I noticed that there are histograms of block and warp durations under the Details View, Launch Statistics in Nsight Compute. I’m hoping to access the raw data of these durations for my research. But I didn’t find it in the Raw View. Is there a way to get such data or to compute these results?
to answer your question in short, there is currently no way to retrieve this data other than parsing the report file yourself. There is some information on how to do this here https://docs.nvidia.com/nsight-compute/CustomizationGuide/index.html#report-file-format. Using the python rule system to read this data would be an alternative, easier approach, but we found that there is a bug with respect to these metrics, due to which that is currently not possible.
We will look into fixing this problem in a future release of Nsight Compute.
Those metrics are called “instanced metrics”, since they contain values for multiple instances of the represented domain (in this case warp/block runtime bins). Since they also happen to contain a non-instanced value in this case (the sum of all per-bin counts), the instanced values are not shown on the Raw page.
Thanks for your detailed answer. That’s very helpful! To clarify, is it possible to get the “instanced values” of per-bin counts by parsing the report file at this moment? Or is it because of the bug you referred this currently cannot be done?
I found that sass__block_histogram and sass__warp_histogram are not available on GV100. This is actually also documented in the known issues section of Nsight Compute document. Will these metrics be provided in the future?

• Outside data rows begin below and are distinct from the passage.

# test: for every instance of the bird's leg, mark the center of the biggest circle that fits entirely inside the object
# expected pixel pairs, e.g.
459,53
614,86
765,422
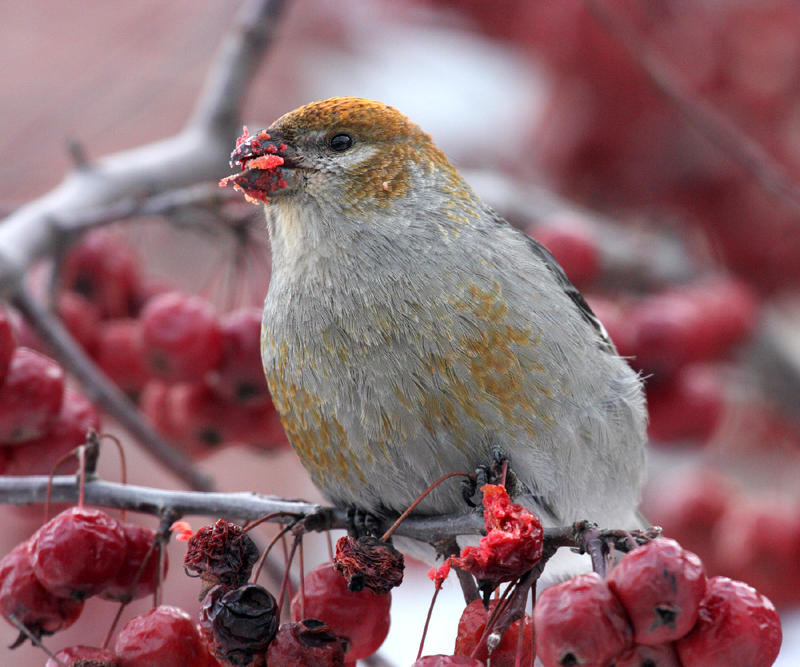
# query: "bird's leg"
360,523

I really look forward into Nsight catching up with nvprof, which reports instanced metrics nicely. Unfortunately, I don’t think nvprof provides block/warp histogram.
I took your suggestion and had an attempt on reading the data through the rules system. It would be great if the following issue can be fixed. It’s probably the bug you referred? I really need these metrics for my research. Please let me know if I can help test or anything.
The instanced values all seem were overwritten to be zero. I added the following code to the LaunchStatistics.py, apply() function.
from NvRules import metric_instances
block_hist = action.metric_by_name("sass__block_histogram")
The output is 47[0.0, 0.0, …, 0.0] for a given profile, while the histogram displays some non-zero data. The number of bins is equal to the num_instances. But the content is wiped to zero.
Oh right, that is a typo. I meant GV100. Thanks for answering that!
The Pascal GPU I used is 1070. I read that GP10x is supported. By the way, nsight compute profiles fine without MPS. It’s when MPS is turned on that nsight compute reports that profiling is not supported.
Thanks for looking at this and please let me know if any information is needed to reproduce this issue.
Meanwhile, a quick question that does Nsight Compute profiler work with concurrent kernel execution? I tried it with two kernels that are supposed to be able to execute concurrently, but it seems that Nsight only profiles one kernel at a time. In another word, concurrency is disabled during profiling, is it true?
If so, is there any other way to get block durations (except reading global clock) for concurrent kernel execution?